SO I”m starting my blue jacket. I knew I wanted to make a blue jacket as soon as I found this fabric on the sale table nearly 2 years ago. I have an interesting denim-y jacket now. But It ‘s a good 12 years old and was created with fast tailoring techniques. Tailoring short cut have some real advantages. I’d never get a real Channel type jacket done. Never. For most of my working life traditional tailored jacket would have taken about 2 months. But when I started incorporating some tailoring short cuts, I could complete a jacket in about 2 weekends. The downside is that every time I substitute a traditional technique, I seem to degrade the jacket either in appearance or life span. So time for a new one.
I believe the fiber in my jacket is all cotton. It is an upholstery fabric and like many upholstery fabric has a coating on the back side. This coating would cause the fabric not be rated as 100% cotton and it would certainly skew any burn test I made at home. So I’m treating it as 100% cotton. I’d say it was a jacquard weave, but it has not floats. It has a wonderful texture. The background is a plain weave that is overlaid with solid dime sized circles of various weaves. No other fibers. No other colors. It is definitely a tight weave but a medium to heavy weight fabric. I mean it’s not as heavy or stiff as a canvas but definitely more body and heft than a dress wool crepe. It is such a dark navy, that the fabulous weave can’t be seen until you are up close. For that reason, I’m showing a second photo of the same swatch but greatly lightened.
I wanted to use Louise Cuttings A Cute Angle jacket pattern:
I love the collar, just love it. But I hesitated. I have just spent weeks measuring, remeasuring, and making muslins. I’m really not in the mood for a lot of work just getting the tissue ready for use. Secondly, see those lovely points at the bottom of the jacket? I’ve got a couple of vests which feature similar ideas i.e. the front hem is lower than the back and comes to a point. What I’ve noticed is catching a glance of myself in the mirror and thinking I’m standing stooped over. So I stop correct my posture, and damn I still look just a bit stooped over. It looks great straight on from the front or back, but looking at the side, I look stooped over. I think this is a result of my actual posture (created from 40 years bent over a desk) combined with the lower front which makes the back look like it is rising. My conclusion is I need to stay away from garments with front hems greatly lower than back hems. (I have a blouse pattern that I’m anxious to use because it has a much longer back peplum resulting in the back hem being much lower than the front. I want to see if that ameliorates the stooped over visual.)

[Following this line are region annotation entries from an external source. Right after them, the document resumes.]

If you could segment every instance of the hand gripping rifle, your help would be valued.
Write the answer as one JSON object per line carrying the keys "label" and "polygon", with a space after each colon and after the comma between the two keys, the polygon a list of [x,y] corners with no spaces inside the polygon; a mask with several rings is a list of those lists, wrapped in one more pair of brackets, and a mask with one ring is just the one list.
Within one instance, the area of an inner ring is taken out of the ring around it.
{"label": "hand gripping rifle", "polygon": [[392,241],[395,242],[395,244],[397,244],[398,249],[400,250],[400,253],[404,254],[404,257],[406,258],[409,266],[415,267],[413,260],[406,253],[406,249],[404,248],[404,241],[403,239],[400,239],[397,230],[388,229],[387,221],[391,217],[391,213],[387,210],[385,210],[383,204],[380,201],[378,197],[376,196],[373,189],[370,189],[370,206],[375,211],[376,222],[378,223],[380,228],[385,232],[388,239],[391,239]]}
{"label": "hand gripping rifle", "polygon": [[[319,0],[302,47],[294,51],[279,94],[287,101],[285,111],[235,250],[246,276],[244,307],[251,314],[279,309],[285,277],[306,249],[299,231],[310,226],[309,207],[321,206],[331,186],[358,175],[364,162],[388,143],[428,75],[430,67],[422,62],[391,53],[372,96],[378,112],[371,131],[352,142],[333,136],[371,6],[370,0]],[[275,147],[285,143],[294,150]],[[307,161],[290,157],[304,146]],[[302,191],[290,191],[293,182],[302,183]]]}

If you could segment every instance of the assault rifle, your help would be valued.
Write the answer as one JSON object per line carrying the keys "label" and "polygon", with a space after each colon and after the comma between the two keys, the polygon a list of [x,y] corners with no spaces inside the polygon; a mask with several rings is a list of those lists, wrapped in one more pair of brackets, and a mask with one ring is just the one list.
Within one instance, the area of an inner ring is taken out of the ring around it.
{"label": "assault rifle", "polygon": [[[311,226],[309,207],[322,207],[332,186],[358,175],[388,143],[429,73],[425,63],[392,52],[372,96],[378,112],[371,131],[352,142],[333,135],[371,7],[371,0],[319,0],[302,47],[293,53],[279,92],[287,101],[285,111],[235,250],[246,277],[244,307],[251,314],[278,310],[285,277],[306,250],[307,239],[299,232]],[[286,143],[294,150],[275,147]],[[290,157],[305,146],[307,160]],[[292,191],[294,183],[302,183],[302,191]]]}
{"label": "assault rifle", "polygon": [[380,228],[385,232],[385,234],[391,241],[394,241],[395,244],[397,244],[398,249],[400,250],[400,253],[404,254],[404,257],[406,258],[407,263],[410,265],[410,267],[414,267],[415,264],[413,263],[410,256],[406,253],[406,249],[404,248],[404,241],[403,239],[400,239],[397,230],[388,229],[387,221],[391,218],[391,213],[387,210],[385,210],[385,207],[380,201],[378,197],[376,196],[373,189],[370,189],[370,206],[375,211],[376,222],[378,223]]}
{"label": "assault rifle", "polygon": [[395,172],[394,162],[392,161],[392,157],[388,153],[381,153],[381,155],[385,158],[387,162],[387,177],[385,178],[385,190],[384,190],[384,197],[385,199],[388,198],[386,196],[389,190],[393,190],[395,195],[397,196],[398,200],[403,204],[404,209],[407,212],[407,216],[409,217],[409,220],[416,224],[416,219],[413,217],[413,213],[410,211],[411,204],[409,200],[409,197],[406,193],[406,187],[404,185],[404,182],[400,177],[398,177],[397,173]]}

So for 2 reasons, I’m hesitating to make the jacket which I really want to make. My solution was to dig out my trusty Kwik Sew 3386
I’ve had this pattern in my stash for a number of years and used it through several sizes. It was my choice about this time last year for my Red Jacket. Happily, I know that the bones of this pattern already fit and satisfy me. I’ve lengthen the body some; squared off the hem; narrowed the shoulder and made my back waist length adjustment. I skip the fake pockets and usually skip the darts. Funny, I buy patterns that are pretty fitted, but then I sew them semi-fitted. I’ve never used a belt (probably never will). This is a one piece sleeve with elbow dart. Sometimes I make the dart, sometimes I ease the dart. I decided to forgo the beautiful deep pleat on the CLD pattern and use the center back shaping. So the back and sleeve are the same as the 3386. For the front however, I made the pattern sandwich. I placed the ACP on the bottom, my 3386 on the top and aligned the two along the center fronts and horizontal balance lines under the armscye. Then I taped a bit hunk of tissue paper to the top of the 3386. Sleeve, shoulder side seam and hem were copied from the 3386, neckline and center front were copied from ACP.
That was it for creative work. After that I spent close to 2 hours cutting first the fashion fabric, stacking it and hanging in the closet; ditto the lining and finally the interfacings. I wanted to take this jacket up a step from the jacket in the closet and even last year’s Red Jacket. These existing jackets have the huge facings which at one time were promoted byNancy Zieman. They don’t have linings and the interfacing is all on the facings with a scant 1-1/4″ line in the hems. My new jacket will have full linings, front facings; interfacings in the facings, but also the jacket back will be interfaced across the back and shoulders and under the arms; ditto the front which will also have a 3″ wide interfacing extending down the front. In the hems will be a 3″ strip of interfacing. I am using fusible weft interfacings from The Fashion Sewing Supply. Fusible interfacing is one of the few quick tailoring techniques which do not degrade the jacket. I should say a Good fusible interfacings. The stuff FSS sales actually adds to the beauty of the garment and I hope the life. I do like to use my pinking blade to cut along any lines that will be fused to the interior of the jacket. Pinking helps avoid that straight line which forms and can’t be gotten rid of.
So change the needles and the thread. I’m ready to begin this jacket.